Onlar evi basınca beni gizliden sevdiğini söyleyen adam boynuma bıçak dayamıştı. Ekmek bıçağıyla beni kesecekti inanabiliyor musunuz?... Ben inanıyorum, nede olsa dünde başımda vazo kırmıştı. Alacağım hasarı düşünmeden başımda vazo kırmıştı, çok sert vurmuştu. Bu sabahta bıçak çekti, buna rağmen tehdit ederken bile sevdiğini zırvaladı. Ne sevgi ama, düşündükçe gözlerim yaşarıyor.
Kenan : Sana birşey olacak diye aklım çıktı, iyi misin ufaklık?
Gölge : Gidelim.
Kenan : Tamam yavrum gideceğiz, zaten ifadeyi de verdin. Peki boynun iyi mi?
Benden ayrılıp parmağını hafiften kesik olan yere değdirince ürperti hissettim, bu elektrik çarpmasına benziyordu. Bunu nerden biliyorsun demeyin çünkü bana elektrikte çarptı. Ama bu benim hatam değildi, birden oldu. Eski evden ötürüydü, evin elektrik sorunları vardı. Bende boş bulununca elektrik çarpmasına engel olamamıştım. Yani sizin anlayacağınız pisi pisine can veriyordum.

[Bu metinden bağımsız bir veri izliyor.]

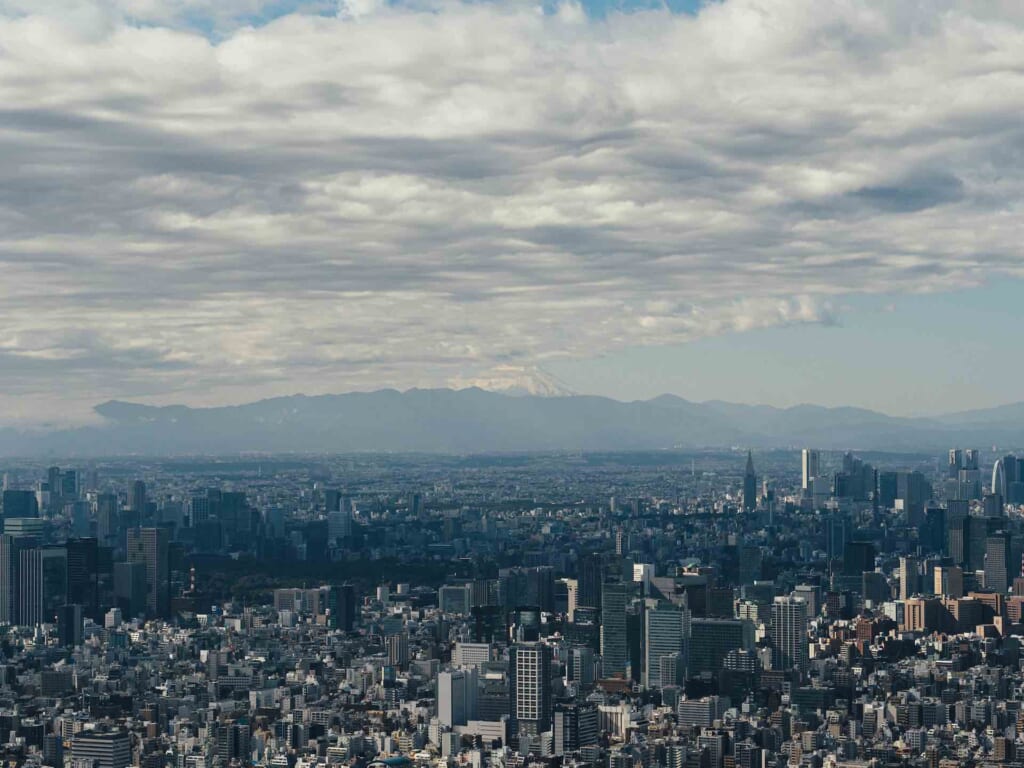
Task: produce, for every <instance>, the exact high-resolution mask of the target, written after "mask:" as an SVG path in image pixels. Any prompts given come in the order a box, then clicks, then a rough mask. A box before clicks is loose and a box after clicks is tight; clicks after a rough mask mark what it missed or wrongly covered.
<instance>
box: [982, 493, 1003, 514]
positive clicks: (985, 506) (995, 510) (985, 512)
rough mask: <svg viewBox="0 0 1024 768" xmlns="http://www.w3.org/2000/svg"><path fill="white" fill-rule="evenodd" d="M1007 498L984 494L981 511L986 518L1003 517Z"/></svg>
mask: <svg viewBox="0 0 1024 768" xmlns="http://www.w3.org/2000/svg"><path fill="white" fill-rule="evenodd" d="M1004 501H1005V497H1001V496H999V495H998V494H982V496H981V509H982V515H984V516H985V517H1002V513H1004V506H1002V504H1004Z"/></svg>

Kenan yarına Mardin'e dönecekti, benim için almış olduğu izni bitmişti. Istese bile kalamazdı, hem gitmezse benim yüzümden ceza alabilirdi. Acaba diyorum bende mi gitsem, hem şehirden uzaklaşmış olurum. Hemde bi kafa dinlerim, değişim bana iyi gelirdi. Zaten okulda tatil oldu, dersler başladığı an geri gelirdim, bu arada son seneme başlayacağım. Mezuniyete az kaldı, yakında bende psikolog olabilirim.
Gölge : Yarın gidiyorsun.
Kenan : Malesef canım.
Gölge : Orda evin var mı?
Kenan : Evet neden sordun?
Gölge : Mardin'e gelsem?
Diye ortaya fikir attığımda gözleri parlamıştı, ne güzel bakıyordu şerefsiz. Onunla Mardin'e gitme fikrim onu mutlu etmiş gibi görünüyordu.
Kenan : Buna sevinirim, yine evimde kalırsın. Yada çok istersen sana bi ev kiralarız. Okul açıldığında seni buraya geri getiririm yada yollarım. Hem şehirden uzaklaşmak sana da iyi...

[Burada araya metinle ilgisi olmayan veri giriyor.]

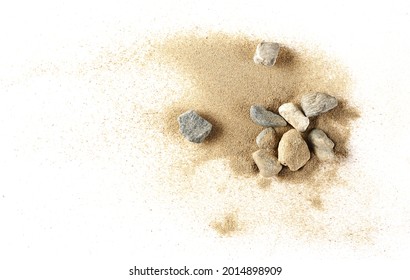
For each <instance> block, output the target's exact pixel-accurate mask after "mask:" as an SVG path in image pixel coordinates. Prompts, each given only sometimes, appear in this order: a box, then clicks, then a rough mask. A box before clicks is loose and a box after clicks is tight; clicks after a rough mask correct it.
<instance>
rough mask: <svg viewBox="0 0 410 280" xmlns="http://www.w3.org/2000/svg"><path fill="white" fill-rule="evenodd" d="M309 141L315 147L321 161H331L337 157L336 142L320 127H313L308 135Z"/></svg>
mask: <svg viewBox="0 0 410 280" xmlns="http://www.w3.org/2000/svg"><path fill="white" fill-rule="evenodd" d="M308 141H309V143H310V144H311V145H312V147H313V153H314V154H315V155H316V156H317V158H318V159H319V160H321V161H330V160H333V159H334V157H335V153H334V151H333V148H334V146H335V143H333V141H332V140H330V138H329V137H327V135H326V133H325V132H324V131H323V130H320V129H313V130H312V131H311V132H310V133H309V135H308Z"/></svg>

Tam devam edecekken lafını keserek araya girdim yoksa susacak gibi değildi. Heyecan yapması fazla şirindi.
Gölge : Tamam sakin, ne bu heyecan?
ŞİMDİ OKUDUĞUN
Gölgenin Yankısı!
Teen Fiction"Gölgelerin rengi olmaz" dedi çocuk, derdi vardı bu sesinden bile belliydi. Yırpandığı gözlerinden bile belliydi. Sırf annesi onu sevmiyor diye ölmek istiyordu, yaşamaktan nefret ediyordu....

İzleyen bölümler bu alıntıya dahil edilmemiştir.